The government had injected $45 billion in the entity, hit by global financial crisis in 2008. Citi has to pay back $20 billion bailout money to the US government, since the government got a 34 per cent stake in Citi for $25 billion.
According to the publication, the Internal Revenue Service (IRS) on Friday issued an exception to long-standing tax rules for the benefit of Citigroup and a few other companies partially owned by the government.
The move would allow Citigroup to retain $38 billion tax breaks that otherwise would decline in value when the government sells its stake to private investors.
The decision essentially gave up a longstanding rule that disqualified certain tax breaks if a significant ownership stake changed hands in an effort to discourage outside investors from buying tax benefits.
The IRS, an arm of the Treasury Department, has changed a number of rules during the financial crisis to reduce the tax burden on financial firms, the daily said.
"This rule was designed to stop corporate raiders from using loss corporations to evade taxes, and was never intended to ddress the unprecedented situation where the government owned shares in banks," Treasury spokeswoman Nayyera Haq said.
"And it was certainly not written to prevent the government from selling its shares for a profit," Haq added.
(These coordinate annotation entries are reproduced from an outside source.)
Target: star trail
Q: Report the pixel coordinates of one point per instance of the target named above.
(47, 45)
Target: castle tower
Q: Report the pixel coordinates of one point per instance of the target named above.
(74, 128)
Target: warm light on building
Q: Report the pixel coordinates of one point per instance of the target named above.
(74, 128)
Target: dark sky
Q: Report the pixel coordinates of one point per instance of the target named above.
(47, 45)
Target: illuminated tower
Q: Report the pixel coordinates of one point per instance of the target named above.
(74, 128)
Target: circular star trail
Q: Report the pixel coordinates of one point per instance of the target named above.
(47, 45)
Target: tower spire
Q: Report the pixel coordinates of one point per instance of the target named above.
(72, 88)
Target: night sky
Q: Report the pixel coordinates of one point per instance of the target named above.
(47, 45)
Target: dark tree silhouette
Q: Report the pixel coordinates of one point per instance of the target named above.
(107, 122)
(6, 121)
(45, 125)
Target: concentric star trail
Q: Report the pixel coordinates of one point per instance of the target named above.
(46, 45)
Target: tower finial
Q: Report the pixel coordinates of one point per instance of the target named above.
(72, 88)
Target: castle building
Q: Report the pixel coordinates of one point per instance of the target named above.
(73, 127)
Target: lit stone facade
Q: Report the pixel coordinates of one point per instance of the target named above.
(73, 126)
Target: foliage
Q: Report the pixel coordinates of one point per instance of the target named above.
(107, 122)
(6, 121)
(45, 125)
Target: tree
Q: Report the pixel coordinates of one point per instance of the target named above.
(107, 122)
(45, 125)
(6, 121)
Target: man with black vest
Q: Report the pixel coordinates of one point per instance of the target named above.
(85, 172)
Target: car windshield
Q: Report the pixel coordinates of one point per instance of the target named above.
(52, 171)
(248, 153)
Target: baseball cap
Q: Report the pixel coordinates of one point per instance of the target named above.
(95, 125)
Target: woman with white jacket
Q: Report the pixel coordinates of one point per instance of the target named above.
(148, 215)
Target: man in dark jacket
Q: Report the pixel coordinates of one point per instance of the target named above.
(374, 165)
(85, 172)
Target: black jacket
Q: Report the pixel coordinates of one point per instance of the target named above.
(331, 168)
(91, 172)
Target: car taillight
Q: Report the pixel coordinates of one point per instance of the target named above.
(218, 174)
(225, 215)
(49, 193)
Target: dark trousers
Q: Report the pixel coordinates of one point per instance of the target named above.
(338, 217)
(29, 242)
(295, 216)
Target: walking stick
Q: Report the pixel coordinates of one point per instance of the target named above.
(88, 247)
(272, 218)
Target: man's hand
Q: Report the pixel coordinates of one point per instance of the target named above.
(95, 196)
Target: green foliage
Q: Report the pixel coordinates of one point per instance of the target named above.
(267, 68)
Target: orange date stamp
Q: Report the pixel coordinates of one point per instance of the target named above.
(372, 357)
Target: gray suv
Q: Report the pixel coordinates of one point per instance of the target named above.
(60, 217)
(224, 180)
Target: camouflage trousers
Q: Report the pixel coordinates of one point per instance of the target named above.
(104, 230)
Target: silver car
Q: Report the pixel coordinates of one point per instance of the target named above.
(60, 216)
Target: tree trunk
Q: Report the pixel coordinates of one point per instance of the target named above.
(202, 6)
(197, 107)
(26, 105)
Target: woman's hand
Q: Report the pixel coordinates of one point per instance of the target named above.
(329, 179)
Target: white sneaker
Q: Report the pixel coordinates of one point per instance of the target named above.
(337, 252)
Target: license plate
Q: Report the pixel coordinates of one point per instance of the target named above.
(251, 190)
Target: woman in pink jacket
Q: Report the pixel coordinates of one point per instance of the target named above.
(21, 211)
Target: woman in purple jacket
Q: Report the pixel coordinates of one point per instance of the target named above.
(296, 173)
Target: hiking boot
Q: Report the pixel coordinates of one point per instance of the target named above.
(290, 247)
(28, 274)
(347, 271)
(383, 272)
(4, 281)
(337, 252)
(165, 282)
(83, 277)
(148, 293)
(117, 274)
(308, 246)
The daily said that precise value of the IRS ruling depends on Citigroup's future profitability and other factors, but citing two accounting experts the Washington Post said it was fair to estimate that Citigroup would save at least several billion dollars as a result.
At the end of the third quarter, Citigroup said that the value of its past losses was about $38 billion, allowing it to avoid taxes on its next $38 billion in profits, but under normal IRS rules, a change in control would sharply reduce the amount of profits that Citigroup could shelter from taxes in any given year.
As per the deal on Monday, Citi said it would sell $17 billion of common stock and about $3.5 billion of securities that turn into common shares in three years, which will help the bank repay the bailout money.